Upon checking in, my delightful checker-iner fretted at my lack of exit plans from PNG. PNG being an Aussie colony for the vast majority of the 20th century, their skill at freaking out about the slightest bureaucratic misdemeanour is understandable while still being unfathomably irritating. Now the problem was this: in order to get a visa for PNG at Port Moresby airport, you had to have a valid ticket out of the country. Now my email confirmation from China Navigation saying that I was leaving on the Papuan Chief in a couple of weeks is more than enough evidence that I do not intend to hang around. The problem lay in the fact that my Aussie visa runs out tomorrow, and the ship brings me back to Australia and even though I can’t apply for a new Aussie visa until I leave the country, they wanted me to have a new Aussie visa before I left. Which would be as silly as it would be impossible.

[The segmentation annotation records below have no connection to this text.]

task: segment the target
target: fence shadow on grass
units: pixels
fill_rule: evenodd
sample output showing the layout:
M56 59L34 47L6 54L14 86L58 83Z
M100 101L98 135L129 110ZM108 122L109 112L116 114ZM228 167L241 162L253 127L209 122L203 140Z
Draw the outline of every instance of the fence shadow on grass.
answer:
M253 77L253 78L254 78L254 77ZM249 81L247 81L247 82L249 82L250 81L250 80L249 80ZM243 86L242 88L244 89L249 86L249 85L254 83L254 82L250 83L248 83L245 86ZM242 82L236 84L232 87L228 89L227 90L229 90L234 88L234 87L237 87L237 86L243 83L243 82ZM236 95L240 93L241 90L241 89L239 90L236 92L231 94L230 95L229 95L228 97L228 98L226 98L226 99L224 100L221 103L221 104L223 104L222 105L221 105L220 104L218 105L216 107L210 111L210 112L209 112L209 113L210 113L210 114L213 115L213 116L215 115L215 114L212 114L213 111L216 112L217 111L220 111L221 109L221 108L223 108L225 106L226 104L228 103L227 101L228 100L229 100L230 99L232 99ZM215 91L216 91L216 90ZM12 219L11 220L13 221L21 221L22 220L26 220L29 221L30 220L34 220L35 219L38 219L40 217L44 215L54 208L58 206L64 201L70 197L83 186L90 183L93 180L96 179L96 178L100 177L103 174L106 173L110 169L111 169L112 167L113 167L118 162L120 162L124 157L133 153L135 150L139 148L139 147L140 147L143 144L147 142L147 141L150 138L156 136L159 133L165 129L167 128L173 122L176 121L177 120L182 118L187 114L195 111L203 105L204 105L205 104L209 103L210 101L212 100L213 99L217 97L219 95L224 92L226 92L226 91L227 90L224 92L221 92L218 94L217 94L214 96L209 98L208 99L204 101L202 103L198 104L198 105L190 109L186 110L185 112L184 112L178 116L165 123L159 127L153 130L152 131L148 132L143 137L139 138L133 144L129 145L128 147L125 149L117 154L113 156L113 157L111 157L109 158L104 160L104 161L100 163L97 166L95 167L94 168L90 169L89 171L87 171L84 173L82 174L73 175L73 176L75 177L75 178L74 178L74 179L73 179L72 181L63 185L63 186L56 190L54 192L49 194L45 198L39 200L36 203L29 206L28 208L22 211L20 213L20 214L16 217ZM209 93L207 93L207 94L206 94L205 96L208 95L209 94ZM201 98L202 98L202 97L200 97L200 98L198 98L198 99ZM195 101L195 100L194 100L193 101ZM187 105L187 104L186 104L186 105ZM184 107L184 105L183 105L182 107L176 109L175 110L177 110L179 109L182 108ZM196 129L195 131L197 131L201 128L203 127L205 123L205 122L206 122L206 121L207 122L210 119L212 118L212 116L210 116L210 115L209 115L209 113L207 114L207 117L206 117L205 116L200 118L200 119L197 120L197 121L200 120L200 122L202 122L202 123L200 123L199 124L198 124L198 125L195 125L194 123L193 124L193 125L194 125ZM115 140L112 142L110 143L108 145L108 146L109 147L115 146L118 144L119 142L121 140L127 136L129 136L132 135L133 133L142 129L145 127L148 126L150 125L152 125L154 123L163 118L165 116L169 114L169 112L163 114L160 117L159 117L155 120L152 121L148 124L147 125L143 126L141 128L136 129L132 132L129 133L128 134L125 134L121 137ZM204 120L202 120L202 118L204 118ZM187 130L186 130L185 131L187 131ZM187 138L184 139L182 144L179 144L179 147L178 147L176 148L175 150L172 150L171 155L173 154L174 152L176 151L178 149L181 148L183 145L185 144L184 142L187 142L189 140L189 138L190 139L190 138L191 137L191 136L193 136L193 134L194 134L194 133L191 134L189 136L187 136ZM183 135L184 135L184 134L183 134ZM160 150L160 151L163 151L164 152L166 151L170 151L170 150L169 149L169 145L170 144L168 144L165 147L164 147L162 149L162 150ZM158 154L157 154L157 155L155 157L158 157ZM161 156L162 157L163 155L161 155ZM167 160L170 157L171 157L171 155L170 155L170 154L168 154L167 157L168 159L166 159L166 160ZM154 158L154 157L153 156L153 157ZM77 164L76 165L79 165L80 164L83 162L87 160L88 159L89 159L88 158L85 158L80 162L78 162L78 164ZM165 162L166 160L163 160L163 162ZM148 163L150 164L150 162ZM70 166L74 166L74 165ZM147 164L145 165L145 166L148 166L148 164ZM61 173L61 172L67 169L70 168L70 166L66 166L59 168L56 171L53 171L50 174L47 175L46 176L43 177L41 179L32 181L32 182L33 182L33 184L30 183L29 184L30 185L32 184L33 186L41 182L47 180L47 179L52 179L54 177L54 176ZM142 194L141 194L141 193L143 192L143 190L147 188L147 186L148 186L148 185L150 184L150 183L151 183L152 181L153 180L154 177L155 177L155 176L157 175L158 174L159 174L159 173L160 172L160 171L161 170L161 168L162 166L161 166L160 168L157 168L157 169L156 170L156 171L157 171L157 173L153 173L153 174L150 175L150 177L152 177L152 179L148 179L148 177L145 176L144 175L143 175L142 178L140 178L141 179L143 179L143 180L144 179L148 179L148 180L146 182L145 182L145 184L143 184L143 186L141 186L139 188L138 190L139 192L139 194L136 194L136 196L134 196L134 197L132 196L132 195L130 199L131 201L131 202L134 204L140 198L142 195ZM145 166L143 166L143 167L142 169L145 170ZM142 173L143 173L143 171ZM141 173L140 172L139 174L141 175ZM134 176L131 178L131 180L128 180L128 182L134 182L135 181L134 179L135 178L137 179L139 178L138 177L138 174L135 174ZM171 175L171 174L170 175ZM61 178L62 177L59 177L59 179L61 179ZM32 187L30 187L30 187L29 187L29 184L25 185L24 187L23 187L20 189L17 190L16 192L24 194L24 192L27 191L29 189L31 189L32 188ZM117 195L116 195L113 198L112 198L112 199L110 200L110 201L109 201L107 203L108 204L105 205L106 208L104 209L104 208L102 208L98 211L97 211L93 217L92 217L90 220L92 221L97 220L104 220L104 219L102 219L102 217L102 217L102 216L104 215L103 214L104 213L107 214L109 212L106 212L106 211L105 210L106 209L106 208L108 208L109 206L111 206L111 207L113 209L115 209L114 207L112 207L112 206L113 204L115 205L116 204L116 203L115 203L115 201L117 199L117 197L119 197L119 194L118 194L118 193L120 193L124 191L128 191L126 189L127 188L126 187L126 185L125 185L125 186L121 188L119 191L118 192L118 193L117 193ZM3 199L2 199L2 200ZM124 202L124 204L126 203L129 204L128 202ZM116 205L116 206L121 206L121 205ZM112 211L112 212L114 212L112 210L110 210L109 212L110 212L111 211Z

Happily for the forces of sanity, my ship calls into The Solomon Islands before Australia, so my Australian visa (or lack thereof) has nothing to do with the PNGers, the Aussies or the man in the frikkin’ moon. After explaining this salient fact (in much politer words, believe me), I was (eventually) welcomed onboard. Ta-ta Australia, do you think that while I’m away you could, you know, chill the —- out?

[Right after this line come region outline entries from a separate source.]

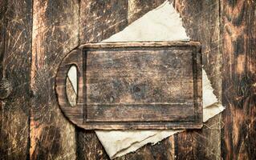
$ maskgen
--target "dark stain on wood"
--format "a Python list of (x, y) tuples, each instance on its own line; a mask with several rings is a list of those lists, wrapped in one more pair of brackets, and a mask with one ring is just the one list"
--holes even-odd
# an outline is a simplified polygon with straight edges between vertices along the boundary
[(256, 158), (256, 2), (221, 2), (223, 159)]
[[(71, 122), (86, 130), (201, 128), (200, 51), (194, 42), (82, 45), (59, 66), (59, 103)], [(78, 72), (75, 107), (66, 94), (72, 65)], [(159, 93), (162, 96), (155, 95)]]
[(80, 42), (98, 42), (128, 26), (128, 0), (80, 2)]
[[(201, 45), (202, 64), (212, 82), (214, 94), (221, 99), (221, 54), (220, 51), (219, 1), (175, 0), (175, 9), (182, 18), (191, 40)], [(220, 159), (221, 118), (217, 115), (201, 130), (175, 135), (177, 159)]]
[[(48, 50), (47, 54), (44, 54), (38, 52), (40, 56), (37, 58), (37, 66), (42, 67), (41, 63), (43, 62), (44, 58), (49, 59), (58, 57), (56, 58), (55, 62), (51, 60), (47, 60), (48, 62), (48, 66), (54, 65), (52, 70), (55, 70), (54, 73), (55, 73), (57, 66), (59, 64), (60, 60), (63, 56), (69, 52), (69, 50), (79, 45), (79, 34), (81, 37), (80, 41), (82, 43), (101, 41), (108, 38), (112, 34), (121, 30), (128, 25), (128, 23), (132, 22), (132, 21), (139, 18), (147, 11), (154, 9), (155, 6), (161, 4), (162, 0), (119, 1), (117, 3), (112, 4), (116, 5), (115, 7), (118, 8), (118, 10), (116, 10), (118, 11), (116, 11), (115, 14), (111, 14), (111, 12), (113, 11), (111, 11), (113, 7), (110, 7), (112, 9), (108, 10), (108, 12), (106, 11), (107, 6), (108, 6), (104, 5), (104, 3), (106, 3), (106, 1), (72, 1), (72, 2), (76, 4), (75, 6), (78, 6), (80, 2), (80, 10), (78, 10), (78, 7), (74, 9), (72, 7), (74, 5), (67, 5), (68, 6), (66, 6), (64, 10), (62, 7), (62, 2), (63, 2), (63, 1), (55, 2), (57, 2), (56, 3), (59, 5), (52, 5), (51, 3), (53, 1), (48, 0), (34, 1), (33, 6), (37, 5), (37, 2), (41, 3), (42, 6), (41, 10), (37, 10), (40, 9), (40, 7), (35, 8), (35, 10), (36, 10), (36, 12), (40, 12), (41, 14), (43, 15), (40, 16), (41, 18), (47, 17), (47, 19), (37, 19), (43, 22), (48, 22), (48, 25), (46, 26), (47, 30), (44, 30), (51, 31), (49, 32), (50, 34), (48, 33), (44, 35), (44, 33), (46, 32), (41, 30), (41, 34), (44, 35), (40, 37), (42, 38), (37, 37), (32, 38), (30, 34), (32, 19), (30, 18), (32, 14), (30, 14), (31, 11), (28, 11), (32, 10), (32, 2), (30, 2), (30, 1), (27, 0), (0, 1), (1, 78), (3, 76), (2, 71), (6, 70), (3, 64), (6, 63), (4, 62), (6, 58), (6, 54), (8, 54), (10, 55), (10, 58), (8, 58), (9, 60), (7, 63), (10, 64), (8, 67), (10, 66), (11, 71), (9, 71), (6, 76), (11, 82), (13, 82), (12, 81), (16, 82), (14, 82), (14, 84), (16, 85), (18, 84), (17, 82), (19, 82), (20, 84), (23, 82), (26, 84), (30, 83), (30, 78), (27, 78), (27, 76), (29, 76), (27, 73), (30, 73), (30, 61), (28, 61), (27, 58), (30, 58), (30, 54), (28, 54), (29, 52), (27, 50), (29, 50), (29, 49), (27, 48), (28, 46), (30, 46), (29, 43), (31, 43), (31, 39), (34, 39), (34, 41), (40, 41), (40, 39), (43, 39), (42, 44), (43, 44), (43, 46), (51, 46), (52, 49), (51, 51)], [(220, 116), (217, 116), (206, 123), (207, 126), (203, 127), (202, 133), (200, 131), (199, 133), (193, 132), (192, 134), (191, 131), (189, 131), (188, 134), (185, 133), (184, 134), (179, 134), (178, 137), (176, 137), (176, 142), (174, 142), (173, 136), (171, 136), (169, 138), (165, 139), (159, 144), (155, 146), (146, 145), (135, 153), (128, 154), (116, 159), (156, 159), (157, 158), (161, 158), (161, 159), (174, 159), (179, 158), (187, 159), (221, 159), (220, 144), (221, 146), (221, 157), (223, 159), (255, 159), (256, 143), (254, 142), (254, 138), (256, 136), (256, 125), (254, 119), (256, 116), (255, 107), (254, 105), (255, 104), (255, 85), (254, 83), (254, 82), (255, 82), (255, 77), (253, 74), (255, 73), (254, 66), (256, 62), (254, 54), (255, 53), (256, 46), (254, 41), (255, 38), (255, 27), (254, 27), (255, 26), (255, 2), (251, 0), (173, 2), (176, 3), (176, 8), (183, 18), (187, 34), (193, 40), (200, 41), (202, 44), (203, 64), (205, 65), (207, 74), (209, 75), (211, 82), (213, 82), (214, 93), (217, 94), (220, 100), (223, 98), (224, 104), (228, 106), (222, 116), (223, 122), (221, 122)], [(132, 4), (132, 2), (135, 5), (133, 5), (132, 7), (129, 7), (129, 5)], [(47, 6), (47, 6), (48, 7), (47, 15), (44, 16), (47, 13), (43, 10), (45, 8), (44, 4), (46, 3), (47, 4)], [(84, 10), (85, 6), (92, 3), (95, 4), (95, 7), (94, 7), (94, 10), (91, 10), (91, 15), (90, 14), (84, 14), (87, 12), (87, 10)], [(108, 3), (110, 2), (108, 2)], [(117, 4), (123, 4), (123, 6), (120, 6)], [(51, 7), (51, 5), (53, 7)], [(99, 5), (104, 6), (104, 7), (100, 7)], [(89, 6), (87, 9), (90, 8)], [(178, 7), (178, 6), (181, 7)], [(95, 10), (98, 10), (97, 8), (100, 8), (100, 10), (105, 11), (100, 13), (100, 9), (98, 11), (95, 11)], [(8, 11), (6, 12), (6, 10)], [(29, 14), (25, 14), (25, 12)], [(52, 14), (54, 12), (55, 14)], [(100, 18), (100, 21), (96, 18), (90, 18), (90, 17), (93, 17), (92, 12), (99, 12), (100, 13), (99, 14), (100, 17), (105, 18)], [(8, 14), (6, 14), (6, 13)], [(79, 20), (76, 19), (76, 16), (72, 16), (75, 14), (77, 14), (78, 18), (80, 17)], [(120, 14), (122, 16), (120, 16)], [(27, 17), (26, 17), (26, 18), (24, 18), (24, 15), (27, 15)], [(35, 18), (35, 16), (36, 14), (34, 14), (34, 19)], [(84, 18), (82, 18), (83, 16)], [(86, 18), (86, 16), (88, 17)], [(108, 21), (108, 22), (100, 22), (101, 21), (104, 21), (105, 18), (106, 18), (108, 16), (108, 18), (111, 18), (110, 20)], [(218, 16), (221, 17), (217, 18)], [(17, 18), (17, 19), (13, 18), (14, 17)], [(52, 20), (51, 20), (51, 17)], [(74, 18), (74, 17), (75, 18)], [(14, 19), (18, 21), (14, 21)], [(52, 22), (53, 19), (59, 22)], [(83, 19), (87, 19), (87, 23), (95, 25), (87, 26), (85, 22), (83, 22)], [(120, 21), (123, 22), (119, 22)], [(23, 23), (21, 22), (23, 22)], [(61, 22), (63, 22), (63, 23)], [(80, 25), (76, 23), (78, 22), (80, 22)], [(219, 24), (219, 22), (221, 24)], [(35, 22), (33, 22), (33, 26), (35, 26), (35, 24), (36, 24)], [(112, 27), (112, 25), (113, 27)], [(11, 33), (10, 34), (6, 34), (8, 26), (14, 26), (12, 27), (12, 31), (10, 31), (10, 33)], [(220, 28), (219, 26), (221, 26)], [(40, 27), (37, 26), (35, 28), (36, 29), (35, 30), (39, 30), (42, 29), (42, 27), (44, 27), (43, 25), (39, 26)], [(68, 26), (71, 27), (69, 28)], [(91, 27), (94, 28), (95, 26), (97, 29), (95, 28), (91, 30), (100, 31), (88, 31)], [(77, 31), (79, 27), (79, 33)], [(20, 30), (24, 28), (26, 28), (26, 32), (22, 32), (19, 37), (19, 40), (16, 43), (15, 47), (14, 47), (14, 50), (15, 51), (10, 52), (11, 50), (8, 49), (9, 51), (6, 51), (7, 54), (4, 54), (6, 52), (6, 46), (11, 46), (14, 44), (13, 42), (14, 40), (10, 41), (10, 44), (6, 43), (7, 39), (10, 38), (8, 37), (10, 35), (12, 36), (11, 39), (18, 39), (18, 37), (21, 33)], [(108, 28), (111, 29), (108, 30)], [(60, 30), (63, 30), (63, 34), (58, 34), (61, 33), (59, 32)], [(217, 34), (220, 32), (219, 30), (221, 30), (220, 34)], [(54, 30), (57, 31), (55, 32)], [(71, 30), (73, 31), (72, 33), (71, 33)], [(85, 34), (84, 30), (87, 30), (87, 33), (88, 34)], [(100, 30), (104, 31), (100, 32)], [(19, 42), (21, 39), (25, 39), (24, 33), (26, 33), (26, 37), (28, 38), (26, 38), (26, 42), (28, 42), (28, 43), (24, 43), (25, 46), (21, 45), (23, 44), (22, 42)], [(221, 36), (221, 39), (218, 38), (218, 36)], [(30, 37), (30, 38), (29, 38), (29, 37)], [(57, 37), (61, 38), (59, 39)], [(71, 37), (72, 38), (70, 38)], [(221, 45), (222, 45), (222, 48), (220, 49), (221, 46)], [(24, 47), (18, 47), (23, 46)], [(64, 48), (64, 50), (62, 50), (62, 48)], [(41, 49), (43, 48), (42, 47)], [(225, 66), (223, 66), (223, 73), (221, 73), (221, 66), (219, 66), (220, 62), (221, 64), (222, 52), (224, 58), (223, 64), (225, 64)], [(43, 53), (45, 53), (45, 51), (43, 51)], [(58, 55), (55, 55), (56, 53), (59, 53)], [(18, 58), (12, 59), (14, 57), (18, 57)], [(24, 60), (22, 60), (23, 58)], [(23, 62), (20, 62), (21, 61)], [(23, 68), (25, 71), (21, 71), (21, 69), (16, 70), (16, 68)], [(230, 70), (230, 68), (232, 68), (232, 70)], [(51, 72), (50, 75), (48, 75), (47, 69), (45, 69), (44, 71), (43, 70), (40, 70), (41, 71), (39, 72), (42, 73), (39, 74), (41, 74), (42, 76), (52, 77), (52, 78), (55, 76), (53, 72)], [(19, 77), (21, 74), (22, 74), (24, 78), (21, 78)], [(31, 75), (33, 75), (33, 74), (31, 74)], [(221, 75), (224, 77), (222, 78), (222, 85), (218, 78)], [(12, 78), (11, 77), (14, 78)], [(214, 77), (217, 77), (217, 78)], [(34, 76), (32, 76), (31, 79), (33, 78), (35, 78)], [(47, 81), (47, 79), (45, 80)], [(39, 82), (39, 80), (37, 81)], [(40, 81), (42, 82), (37, 84), (37, 87), (39, 88), (40, 85), (45, 83), (43, 82), (44, 80)], [(76, 136), (75, 137), (74, 128), (72, 128), (72, 126), (71, 125), (67, 125), (69, 124), (67, 121), (64, 118), (59, 121), (53, 120), (55, 118), (53, 118), (53, 116), (47, 116), (48, 114), (44, 114), (45, 116), (40, 116), (40, 118), (38, 118), (39, 119), (39, 122), (47, 122), (47, 123), (39, 122), (40, 125), (37, 126), (39, 127), (35, 128), (36, 130), (32, 129), (30, 130), (30, 138), (35, 136), (36, 138), (31, 138), (31, 145), (30, 146), (28, 138), (29, 121), (27, 120), (27, 115), (29, 115), (29, 114), (21, 114), (23, 112), (29, 112), (28, 106), (30, 106), (30, 102), (27, 102), (30, 101), (27, 95), (28, 93), (26, 93), (26, 89), (29, 88), (29, 86), (26, 86), (26, 85), (24, 86), (24, 88), (20, 87), (18, 90), (14, 90), (13, 94), (10, 94), (7, 99), (1, 101), (0, 102), (0, 124), (4, 124), (1, 126), (0, 132), (1, 159), (25, 159), (29, 157), (30, 154), (32, 154), (34, 153), (33, 151), (29, 153), (28, 150), (31, 147), (30, 150), (33, 150), (35, 144), (36, 144), (36, 146), (39, 144), (43, 144), (44, 146), (43, 150), (39, 150), (40, 147), (38, 146), (39, 149), (37, 150), (40, 151), (35, 152), (35, 155), (33, 155), (33, 158), (47, 158), (47, 156), (52, 153), (54, 154), (53, 157), (55, 158), (109, 159), (94, 131), (85, 131), (83, 129), (76, 128)], [(223, 93), (221, 93), (222, 90)], [(224, 92), (226, 93), (224, 94)], [(42, 90), (38, 93), (35, 92), (33, 96), (43, 96), (37, 95), (39, 93), (41, 93), (41, 94), (45, 94), (44, 90)], [(15, 96), (12, 97), (12, 95)], [(30, 95), (30, 97), (32, 96)], [(52, 101), (51, 100), (51, 102), (49, 102), (49, 104), (40, 110), (40, 111), (49, 110), (51, 110), (48, 111), (48, 113), (51, 112), (51, 114), (58, 118), (62, 117), (63, 115), (59, 111), (57, 111), (58, 114), (52, 111), (59, 110), (56, 102), (52, 104), (52, 102), (55, 101), (53, 100), (55, 99), (55, 95), (52, 95)], [(33, 98), (35, 98), (33, 97)], [(45, 102), (43, 102), (43, 103), (45, 103)], [(19, 106), (22, 109), (20, 110)], [(43, 106), (41, 105), (41, 106)], [(39, 108), (40, 109), (40, 107)], [(4, 114), (2, 114), (2, 113), (4, 113)], [(14, 119), (14, 121), (10, 121), (11, 119)], [(2, 123), (2, 122), (4, 122), (4, 123)], [(32, 121), (31, 122), (33, 122), (35, 121)], [(220, 142), (220, 128), (221, 123), (225, 123), (225, 126), (223, 126), (224, 128), (221, 130), (221, 142)], [(32, 123), (31, 126), (33, 127)], [(69, 127), (66, 127), (66, 130), (64, 130), (59, 129), (59, 127), (56, 127), (58, 126), (61, 127), (67, 126)], [(44, 127), (47, 128), (46, 130), (42, 130)], [(36, 132), (33, 132), (33, 130), (36, 130)], [(45, 134), (37, 135), (37, 133), (42, 132), (44, 132)], [(51, 133), (51, 135), (49, 135), (48, 133)], [(185, 134), (187, 134), (187, 136), (185, 136)], [(58, 144), (57, 146), (55, 146), (52, 140), (59, 137), (61, 137), (61, 140), (54, 142)], [(2, 139), (4, 141), (2, 141)], [(47, 141), (44, 141), (44, 139)], [(179, 139), (183, 140), (181, 141)], [(205, 142), (205, 141), (206, 142)], [(33, 143), (33, 142), (36, 142)], [(183, 142), (178, 145), (177, 142)], [(196, 146), (192, 145), (191, 142), (195, 143)], [(15, 143), (16, 146), (14, 146), (13, 142), (17, 142)], [(55, 147), (58, 147), (59, 145), (61, 145), (62, 147), (54, 149)], [(76, 153), (75, 150), (75, 150), (75, 146), (77, 147)], [(193, 148), (191, 148), (192, 146), (193, 146)], [(67, 148), (65, 149), (65, 147), (68, 148), (68, 150)], [(185, 150), (189, 152), (185, 152)], [(40, 156), (37, 156), (36, 153), (39, 153)], [(67, 155), (67, 153), (69, 154)], [(175, 153), (175, 154), (173, 153)], [(62, 155), (66, 156), (62, 157)]]
[(0, 159), (29, 155), (32, 1), (0, 2), (0, 81), (13, 86), (0, 101)]
[(55, 93), (56, 66), (78, 45), (79, 2), (33, 2), (30, 159), (75, 159), (75, 127)]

TRAVEL TIP: if I had booked exactly the same flight from Brisbane to Port Moresby through Virgin’s Pacific Blue website, it would have cost me TWICE as much as booking it through the Airlines PNG website. Bear that in mind, fellow tight-arse travellers.
Within a few hours I was smacking the tarmac of Port Moresby and ready to hit the town. After waiting way too long for a taxi, I got a local guy to drive me to the city centre for 30 Kina, which is how much it says it costs in the Lonely Planet and WHO AM I TO ARGUE? I trotted along to the Crown Plaza hotel, a concrete monstrosity, but a useful location opposite the EU mission headquarters here – the workplace of Sophie from Belgium, my CouchSurf host for the next couple of days.